Ahmet Davutoğlu, özgürlükçü laikliği birinci ortaya koyanlardan biri. Kendisi beraberinde Türkiye’nin Suriye’ye müdahalesinin en öndeki sıra neferi. IŞİD’lilere “bir avuç öfkeli çocuk” diyen birinden bahsediyoruz. Özgürlükçü laiklik diye bir şey olmaz. Bu tarikatlar, cemaatler sivil toplum kuruluşu demekti. Liberaller diyor ki, dini din alanına bırakalım, ne bunlar? Tarikatlar, cemaatler.

halbuki gerçekte, biat külçeşidinin olduğu, müritlik-şeyhlik bağlantısının olduğu bir yerde hiç bir özgürlükten kelam edilemez. O niçinle bunun özgürlükçülük ismine savunulması, tam bir aymazlık diyorum.

Piyasa rabbi var, piyasaya özgürlük, satın alma özgürlüğü deniyor. Pekala bunu yapamayanlara, bu özgürlüğü kullanamayanlara ne lazım? İşte o noktada dinci gericiliğin özgürlüğü giriyor devreye. Fakirlere da isyan etme denilerek öbür dünyadan bahsediliyor. Ne kadar birbirini besleyen şeyler değil mi… Her şey piyasalaşmış. Yurtlar özel, okullar özel, parası olmayan nereye gönderecek çocuğunu? Tarikat, cemaat yurtlarına, Kuran kurslarına. Diyanet de tüm bunları organize eden bir şeyhülislamlık olarak ortada duruyor. Sonuçta herkes birbirini boğazlıyor.

AKP’li Cumhurbaşkanı Recep Tayyip Erdoğan’in seyahat hareketlerini ve bilhassa bayanları gaye alan hakaretlerde bulunması niçiniyle dernek olarak cürüm duyurusunda bulundunuz. Cumhurbaşkanının bayanlara “sürtük” dediği bir ülkede hislerinizi öğrenebilir miyim?

Aslında bütün halka sürtük dedi, çürük de dedi. Haziran Direnişi sırasında da “çapulcu” diyordu. Berkin Elvan’ı ve annesini mitingde yuhalattı. Ne yazık ki bu tip tabirler kullanımına şaşırmıyorum. Zira vasatı yaşıyoruz bu ülkede.

Aslında vasatın da altı…

normal olarak… Devletin kurumları, yordamları, devlet adamlığı nosyonu ortadan kalkmış durumda. Fecî bir çürümenin ortasında yaşıyoruz. Reaksiyon duyuyoruz lakin ben kendisinden bir devlet adamına yakışır üslupta konuşmasını beklemiyorum. Buna bayanlar başta olmak üzere tüm toplumun tapki göstermesi gerek. Twitter’da “ben de sürtüğüm” etiketiyle paylaşımlar yapılıyor. Bu ne kadar acı bir şey… Bu bir espri konusu olamaz. Bu üslup bir daha üretilmiş oluyor.

Şiddet sıkıntısıyla ilgili bir örnek vermek istiyorum. Biliyorsunuz 1990’da Büyük Zonguldak Madenci Yürüyüşü olmuştu.
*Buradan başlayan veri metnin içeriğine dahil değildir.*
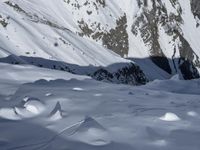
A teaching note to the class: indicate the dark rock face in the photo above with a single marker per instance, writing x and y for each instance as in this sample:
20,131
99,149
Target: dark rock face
148,23
195,7
131,74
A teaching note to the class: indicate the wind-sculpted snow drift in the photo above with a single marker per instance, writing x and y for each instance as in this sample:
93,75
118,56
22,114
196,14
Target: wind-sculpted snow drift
85,32
62,111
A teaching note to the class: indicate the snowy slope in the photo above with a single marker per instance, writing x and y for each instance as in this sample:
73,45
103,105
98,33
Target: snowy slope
81,32
83,114
40,30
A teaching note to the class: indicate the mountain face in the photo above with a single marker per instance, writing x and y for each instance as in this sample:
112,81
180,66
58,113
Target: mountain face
144,39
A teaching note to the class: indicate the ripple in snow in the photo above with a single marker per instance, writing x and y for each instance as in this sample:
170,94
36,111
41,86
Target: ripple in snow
170,117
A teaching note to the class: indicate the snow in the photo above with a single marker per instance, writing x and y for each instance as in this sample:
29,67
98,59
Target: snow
164,114
170,117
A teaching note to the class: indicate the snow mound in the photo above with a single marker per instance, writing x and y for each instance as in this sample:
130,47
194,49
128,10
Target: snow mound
170,117
9,113
192,114
56,113
91,132
78,89
34,106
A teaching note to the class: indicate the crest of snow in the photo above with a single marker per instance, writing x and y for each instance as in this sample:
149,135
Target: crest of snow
36,107
9,113
192,114
170,117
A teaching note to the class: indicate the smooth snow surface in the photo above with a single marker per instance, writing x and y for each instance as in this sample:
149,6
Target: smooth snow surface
170,117
42,109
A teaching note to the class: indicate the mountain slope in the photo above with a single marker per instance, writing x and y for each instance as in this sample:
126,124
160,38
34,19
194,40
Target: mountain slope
81,32
31,29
Onunla ilgili bir belgesel izledim. Tavsiye ediyorum siz de izleyin Yüzbin Kişiydiler isimli bir belgesel. Zonguldaklı bayanları merkeze alan, direnişin ön saflarında olduklarını gösteren bir belgesel. Miting sırasında inanılmaz bir güç var, biliyorsunuz “Çankaya’nın şişmanı, personelin düşmanı” sloganı atılıyordu. Bir röportajda sendikacı bir bayan şöyleki diyor, yanında personellerin eşlerinden biri var. Personelin eşi o gücün ortasında dönüyor ve diyor ki; “şimdi gelsin benimki sıkıysa dövsün beni” diyor. Bayan uğraşı, sınıf çabasının bileşenidir. Bu fazlaca pahalı bir örnek.


Son olarak iktidar değiştiğinde yeni hükümetten birinci talepleriniz neler olacağını sormak istiyorum. Herbiçimde birinci sırada İstanbul Sözleşmesi’nin bir daha yürürlüğe sokulması olabilir… Tüm sistemin değişmesi lazım olağan olarak fakat onun olması vakit alacağı için öncelikli talepleriniz var mı?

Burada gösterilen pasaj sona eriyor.